UK: Harry: Royal Family has pact of silence with the tabloids

Prince Harry (38) has accused his family of deliberately keeping silent about wiretapping allegations against British tabloid media and of having left him in the dark about it.

UK: Harry: Royal Family has pact of silence with the tabloids

Prince Harry (38) has accused his family of deliberately keeping silent about wiretapping allegations against British tabloid media and of having left him in the dark about it. "The institution undoubtedly withheld information from me about the NGN phone tapping for a long time," the Guardian newspaper quoted court documents as saying on Wednesday.

The younger son of King Charles III. and other celebrities are suing the publisher Associated Newspapers ("Daily Mail"). The allegations against the publisher News Group Newspapers (NGN) of the US-Australian media mogul Rupert Murdoch, which sells the tabloid "Sun", among other things, were also discussed.

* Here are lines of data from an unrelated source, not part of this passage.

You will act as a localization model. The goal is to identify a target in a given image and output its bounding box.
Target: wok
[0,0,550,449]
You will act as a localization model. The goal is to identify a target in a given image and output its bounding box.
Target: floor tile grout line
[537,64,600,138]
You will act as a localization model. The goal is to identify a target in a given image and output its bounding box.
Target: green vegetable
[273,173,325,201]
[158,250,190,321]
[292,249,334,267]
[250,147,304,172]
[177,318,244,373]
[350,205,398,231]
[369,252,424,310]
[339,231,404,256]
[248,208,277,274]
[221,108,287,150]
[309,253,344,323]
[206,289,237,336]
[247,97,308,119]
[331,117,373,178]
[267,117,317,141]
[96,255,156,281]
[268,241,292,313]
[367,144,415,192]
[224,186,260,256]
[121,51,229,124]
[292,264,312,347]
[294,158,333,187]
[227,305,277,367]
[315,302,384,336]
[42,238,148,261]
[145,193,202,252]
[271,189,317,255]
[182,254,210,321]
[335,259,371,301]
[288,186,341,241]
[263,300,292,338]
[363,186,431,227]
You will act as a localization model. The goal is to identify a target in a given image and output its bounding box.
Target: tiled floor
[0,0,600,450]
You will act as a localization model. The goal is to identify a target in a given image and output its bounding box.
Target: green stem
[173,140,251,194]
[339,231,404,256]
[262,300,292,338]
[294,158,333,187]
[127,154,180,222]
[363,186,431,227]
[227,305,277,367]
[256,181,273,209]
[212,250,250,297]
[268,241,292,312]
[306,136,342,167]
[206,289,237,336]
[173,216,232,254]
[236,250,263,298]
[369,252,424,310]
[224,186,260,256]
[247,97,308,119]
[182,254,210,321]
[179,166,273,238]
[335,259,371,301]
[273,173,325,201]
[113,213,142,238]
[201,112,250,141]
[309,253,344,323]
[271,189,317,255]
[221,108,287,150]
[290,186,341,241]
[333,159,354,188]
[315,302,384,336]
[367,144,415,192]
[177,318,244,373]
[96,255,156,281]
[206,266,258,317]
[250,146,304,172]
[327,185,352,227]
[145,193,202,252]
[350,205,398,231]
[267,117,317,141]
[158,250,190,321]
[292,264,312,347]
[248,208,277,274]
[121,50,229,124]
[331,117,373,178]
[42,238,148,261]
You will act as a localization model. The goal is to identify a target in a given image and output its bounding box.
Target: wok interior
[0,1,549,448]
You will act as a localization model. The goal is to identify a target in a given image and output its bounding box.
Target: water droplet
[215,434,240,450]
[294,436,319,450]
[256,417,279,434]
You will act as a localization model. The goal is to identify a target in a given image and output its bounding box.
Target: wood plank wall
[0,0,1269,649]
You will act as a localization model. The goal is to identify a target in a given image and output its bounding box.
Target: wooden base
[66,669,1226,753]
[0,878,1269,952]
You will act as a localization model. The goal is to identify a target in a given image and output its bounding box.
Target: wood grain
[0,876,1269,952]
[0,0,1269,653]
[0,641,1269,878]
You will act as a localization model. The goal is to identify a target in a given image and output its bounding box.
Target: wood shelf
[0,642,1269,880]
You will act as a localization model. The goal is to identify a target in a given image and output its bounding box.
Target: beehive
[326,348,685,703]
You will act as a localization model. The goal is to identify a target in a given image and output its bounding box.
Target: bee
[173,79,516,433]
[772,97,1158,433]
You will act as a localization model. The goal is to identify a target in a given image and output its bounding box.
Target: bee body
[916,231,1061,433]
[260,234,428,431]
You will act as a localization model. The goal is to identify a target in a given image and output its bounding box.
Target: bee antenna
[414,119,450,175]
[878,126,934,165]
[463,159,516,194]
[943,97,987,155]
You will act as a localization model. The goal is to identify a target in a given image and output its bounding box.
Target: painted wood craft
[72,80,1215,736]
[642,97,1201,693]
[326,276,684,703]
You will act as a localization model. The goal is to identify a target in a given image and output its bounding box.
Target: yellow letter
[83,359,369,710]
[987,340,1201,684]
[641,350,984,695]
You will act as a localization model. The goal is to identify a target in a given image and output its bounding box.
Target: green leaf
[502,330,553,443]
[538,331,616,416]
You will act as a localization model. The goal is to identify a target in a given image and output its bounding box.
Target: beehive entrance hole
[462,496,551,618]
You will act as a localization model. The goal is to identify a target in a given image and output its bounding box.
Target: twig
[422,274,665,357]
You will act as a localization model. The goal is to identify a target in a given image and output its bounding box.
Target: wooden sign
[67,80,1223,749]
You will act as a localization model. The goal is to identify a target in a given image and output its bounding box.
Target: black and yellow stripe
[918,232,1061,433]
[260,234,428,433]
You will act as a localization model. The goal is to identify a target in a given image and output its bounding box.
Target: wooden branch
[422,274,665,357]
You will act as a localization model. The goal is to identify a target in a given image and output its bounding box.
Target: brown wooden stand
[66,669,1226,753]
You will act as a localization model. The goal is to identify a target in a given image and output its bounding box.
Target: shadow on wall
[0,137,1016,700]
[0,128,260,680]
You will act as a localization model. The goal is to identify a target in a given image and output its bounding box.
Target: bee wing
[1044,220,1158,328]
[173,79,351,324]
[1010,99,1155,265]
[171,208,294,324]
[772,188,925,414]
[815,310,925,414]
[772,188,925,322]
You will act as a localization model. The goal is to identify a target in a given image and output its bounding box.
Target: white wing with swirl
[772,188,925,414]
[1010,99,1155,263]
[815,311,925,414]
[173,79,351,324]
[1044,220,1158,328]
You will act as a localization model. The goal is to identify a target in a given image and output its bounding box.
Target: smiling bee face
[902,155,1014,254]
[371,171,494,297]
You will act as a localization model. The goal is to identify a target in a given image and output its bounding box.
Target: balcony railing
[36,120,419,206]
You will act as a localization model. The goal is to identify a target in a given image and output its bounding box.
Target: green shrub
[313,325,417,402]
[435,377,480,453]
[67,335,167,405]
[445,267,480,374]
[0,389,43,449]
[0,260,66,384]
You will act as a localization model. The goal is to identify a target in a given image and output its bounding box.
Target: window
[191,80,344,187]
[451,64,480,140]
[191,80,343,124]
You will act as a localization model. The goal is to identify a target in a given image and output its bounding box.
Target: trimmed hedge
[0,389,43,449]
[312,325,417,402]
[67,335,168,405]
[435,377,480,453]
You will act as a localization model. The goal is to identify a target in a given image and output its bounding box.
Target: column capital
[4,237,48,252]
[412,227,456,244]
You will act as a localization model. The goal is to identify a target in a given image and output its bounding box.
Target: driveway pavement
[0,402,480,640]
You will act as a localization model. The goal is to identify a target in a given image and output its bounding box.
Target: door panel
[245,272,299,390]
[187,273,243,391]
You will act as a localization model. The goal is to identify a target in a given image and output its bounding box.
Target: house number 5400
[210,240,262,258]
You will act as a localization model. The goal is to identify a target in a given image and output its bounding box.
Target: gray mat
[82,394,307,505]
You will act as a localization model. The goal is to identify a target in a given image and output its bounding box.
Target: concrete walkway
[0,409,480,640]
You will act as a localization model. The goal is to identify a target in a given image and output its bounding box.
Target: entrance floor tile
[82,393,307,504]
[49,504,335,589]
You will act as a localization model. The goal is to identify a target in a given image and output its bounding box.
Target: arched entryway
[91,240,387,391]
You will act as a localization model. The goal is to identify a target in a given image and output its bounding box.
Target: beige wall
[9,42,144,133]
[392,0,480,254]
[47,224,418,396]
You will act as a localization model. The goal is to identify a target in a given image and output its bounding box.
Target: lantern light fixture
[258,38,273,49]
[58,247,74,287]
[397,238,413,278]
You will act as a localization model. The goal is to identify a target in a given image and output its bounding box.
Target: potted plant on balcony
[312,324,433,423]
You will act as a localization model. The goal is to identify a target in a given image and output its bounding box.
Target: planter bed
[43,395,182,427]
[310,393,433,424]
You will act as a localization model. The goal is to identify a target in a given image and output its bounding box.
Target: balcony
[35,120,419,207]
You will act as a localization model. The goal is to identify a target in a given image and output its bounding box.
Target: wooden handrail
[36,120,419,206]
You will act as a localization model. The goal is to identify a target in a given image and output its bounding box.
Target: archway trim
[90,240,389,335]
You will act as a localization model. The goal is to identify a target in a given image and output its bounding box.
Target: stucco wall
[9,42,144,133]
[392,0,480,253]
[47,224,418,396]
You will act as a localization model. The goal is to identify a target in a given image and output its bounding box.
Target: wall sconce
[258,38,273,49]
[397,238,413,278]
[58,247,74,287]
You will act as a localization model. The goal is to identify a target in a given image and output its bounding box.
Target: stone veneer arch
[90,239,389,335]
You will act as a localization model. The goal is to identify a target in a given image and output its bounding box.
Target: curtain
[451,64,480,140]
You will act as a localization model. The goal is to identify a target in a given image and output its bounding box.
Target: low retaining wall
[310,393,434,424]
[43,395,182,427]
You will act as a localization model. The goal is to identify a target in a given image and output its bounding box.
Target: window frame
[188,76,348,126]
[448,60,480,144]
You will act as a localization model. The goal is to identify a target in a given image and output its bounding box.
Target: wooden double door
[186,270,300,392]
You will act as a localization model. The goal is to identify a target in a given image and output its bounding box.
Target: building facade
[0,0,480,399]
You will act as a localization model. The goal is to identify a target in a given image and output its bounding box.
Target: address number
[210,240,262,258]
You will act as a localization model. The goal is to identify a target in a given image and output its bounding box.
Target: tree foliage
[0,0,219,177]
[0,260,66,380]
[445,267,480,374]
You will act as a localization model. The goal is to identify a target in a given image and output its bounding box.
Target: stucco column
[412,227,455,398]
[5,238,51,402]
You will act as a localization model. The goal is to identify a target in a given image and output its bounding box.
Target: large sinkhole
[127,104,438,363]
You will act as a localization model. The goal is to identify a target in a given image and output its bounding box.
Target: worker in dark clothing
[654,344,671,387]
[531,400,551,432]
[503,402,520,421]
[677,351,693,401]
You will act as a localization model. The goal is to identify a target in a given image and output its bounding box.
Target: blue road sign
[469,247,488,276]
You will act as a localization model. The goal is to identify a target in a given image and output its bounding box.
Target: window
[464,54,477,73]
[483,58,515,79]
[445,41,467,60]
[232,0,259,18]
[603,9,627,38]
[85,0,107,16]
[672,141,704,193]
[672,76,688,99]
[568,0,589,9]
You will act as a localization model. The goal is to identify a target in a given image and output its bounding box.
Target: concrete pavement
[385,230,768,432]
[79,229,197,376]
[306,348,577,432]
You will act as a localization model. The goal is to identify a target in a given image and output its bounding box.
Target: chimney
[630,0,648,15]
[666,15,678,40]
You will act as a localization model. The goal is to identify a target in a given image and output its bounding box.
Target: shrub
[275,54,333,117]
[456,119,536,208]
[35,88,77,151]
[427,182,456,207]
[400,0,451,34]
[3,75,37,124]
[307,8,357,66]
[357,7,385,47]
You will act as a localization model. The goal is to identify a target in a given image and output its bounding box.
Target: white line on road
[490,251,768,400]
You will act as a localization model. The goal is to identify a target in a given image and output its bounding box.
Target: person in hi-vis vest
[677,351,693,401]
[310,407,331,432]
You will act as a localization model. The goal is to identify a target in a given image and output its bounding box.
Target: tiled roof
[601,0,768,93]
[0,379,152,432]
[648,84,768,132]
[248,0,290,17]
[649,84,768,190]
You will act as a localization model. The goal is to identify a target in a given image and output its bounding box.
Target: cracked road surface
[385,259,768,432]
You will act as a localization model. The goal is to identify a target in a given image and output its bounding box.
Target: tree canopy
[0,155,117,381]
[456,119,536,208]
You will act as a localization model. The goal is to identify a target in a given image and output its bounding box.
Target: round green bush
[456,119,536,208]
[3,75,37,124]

"There was an agreement between the institution and NGN that we would not address or even discuss the possibility of making claims against NGN until the litigation against them relating to phone tapping is resolved," it said it further in Harry's written statements. "The institution has made it clear that we do not need to know anything about phone hacking and it has been made clear to me that the royal family will not sit on the witness stand because it could open Pandora's box." By "institution" is meant the royal family.

Harry and pop star Elton John, his husband David Furnish and others accuse Associated Newspapers of bugging them for years. The publisher emphatically rejects this. There has been a hearing in London since Monday, to which Harry appeared in person. The Duke of Sussex has repeatedly expressed his contempt for the tabloid media, which he blames, among other things, for the accidental death of his mother Princess Diana in 1997.

"I am bringing this lawsuit because I love my country and remain deeply concerned by the Associated's uncontrolled power, influence and criminal activity," Harry testified. "The evidence I have seen shows that the Associated journalists are criminals with journalistic credentials who should be of concern to every one of us. The British public deserves to know the full extent of this cover-up and I see it as so my duty to disclose this." The reports in the "Daily Mail" and the "Mail on Sunday" about his private life caused him great grief and paranoia as a young man, Harry's statement said.